Параллель с Райхом, представляющаяся лично мне все же натянутой (тема поиска, скажем так, «альтернативной энергии» может объединить слишком многих, ничем более не связанных персонажей культурного поля XX века), уже дает представление о том, что в книге речь идет не только о феномене эротического, для объяснения которого Тимофеева делает экскурсы в смежные области, говоря о художественной прозе Батая, принципах формирования фашизма, увлечении Батая католичеством в юности, восприятии Гегеля в трактовке Кожева, философии животного (этой теме посвящено даже специальное эссе в приложении). И это не «отступления» по Холдену Колфилду, а именно свидетельство того, насколько масштабным, сложным и противоречивым был сам проект сакральной социологии, для лучшего уяснения основных понятий которого в начале книги присутствует даже глава «Краткий словарь эротической философии» — своего рода тезаурус «дара», «сакральности», «гетерогенности» и «суверенности» по Батаю.

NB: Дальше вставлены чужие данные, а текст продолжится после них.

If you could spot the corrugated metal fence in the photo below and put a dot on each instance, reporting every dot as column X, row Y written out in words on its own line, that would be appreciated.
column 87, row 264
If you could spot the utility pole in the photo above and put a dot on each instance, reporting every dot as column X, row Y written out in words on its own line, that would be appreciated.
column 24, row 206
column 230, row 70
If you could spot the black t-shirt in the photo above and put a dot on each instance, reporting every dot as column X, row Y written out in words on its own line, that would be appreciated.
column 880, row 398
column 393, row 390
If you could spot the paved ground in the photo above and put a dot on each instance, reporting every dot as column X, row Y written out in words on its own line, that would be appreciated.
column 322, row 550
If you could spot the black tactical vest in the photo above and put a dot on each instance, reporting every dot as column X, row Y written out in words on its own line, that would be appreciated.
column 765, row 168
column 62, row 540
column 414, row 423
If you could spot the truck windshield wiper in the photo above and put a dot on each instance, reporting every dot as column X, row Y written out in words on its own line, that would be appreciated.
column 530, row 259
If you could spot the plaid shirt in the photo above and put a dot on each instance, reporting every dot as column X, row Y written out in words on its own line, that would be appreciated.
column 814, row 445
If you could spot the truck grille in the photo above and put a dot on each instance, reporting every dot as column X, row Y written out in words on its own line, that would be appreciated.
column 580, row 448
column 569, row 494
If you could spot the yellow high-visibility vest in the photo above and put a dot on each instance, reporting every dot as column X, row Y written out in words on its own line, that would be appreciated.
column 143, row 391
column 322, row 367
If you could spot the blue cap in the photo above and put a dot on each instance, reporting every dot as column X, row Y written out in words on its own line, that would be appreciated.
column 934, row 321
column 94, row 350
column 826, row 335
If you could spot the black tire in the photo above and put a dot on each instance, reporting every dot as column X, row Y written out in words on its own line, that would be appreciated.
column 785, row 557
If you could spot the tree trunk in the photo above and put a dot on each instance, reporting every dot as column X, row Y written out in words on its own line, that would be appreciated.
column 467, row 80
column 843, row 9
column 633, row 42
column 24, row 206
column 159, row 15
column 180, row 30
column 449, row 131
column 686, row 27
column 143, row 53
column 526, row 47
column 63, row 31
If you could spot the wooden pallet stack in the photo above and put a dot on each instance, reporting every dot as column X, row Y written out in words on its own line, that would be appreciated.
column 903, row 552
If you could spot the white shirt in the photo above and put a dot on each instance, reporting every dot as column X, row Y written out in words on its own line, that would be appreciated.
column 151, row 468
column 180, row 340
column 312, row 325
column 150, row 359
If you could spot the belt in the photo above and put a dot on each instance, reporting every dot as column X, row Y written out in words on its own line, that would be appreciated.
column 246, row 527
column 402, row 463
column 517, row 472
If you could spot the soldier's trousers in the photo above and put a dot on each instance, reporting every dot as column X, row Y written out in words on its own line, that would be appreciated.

К плюсам этого исследования нужно отнести отмечавшийся уже относительно нейтральный тон, сочетающий в себе доступность изложения (некоторые аналитические положения даются чуть ли не в результате лабораторной работы с читателем) и эссеистичность высокой философии. А также, как ни странно (хотя почему странно — о роли смеха в философии Батая в книге тоже говорится), и юмор: «Спросят, конечно, что такое дух — может быть, Бог? И не Бог, ответим мы, поскольку Бог — это Бог, а дух — это дух, и если бы Гегель пожелал говорить о Боге, он говорил бы о Боге».
Между тем, «Введение в эротическую философию Жоржа Батая» — это действительно «Введение», и не только потому, что так принято называть книги из той же академической скромности, что велит делегировать авторские высказывания от первого лица неизвестному кругу лиц в виде «мы». Но потому, что Батая еще предстоит ввести в отечественную философию и осмыслить[851], избегая при этом «бойни философских слов».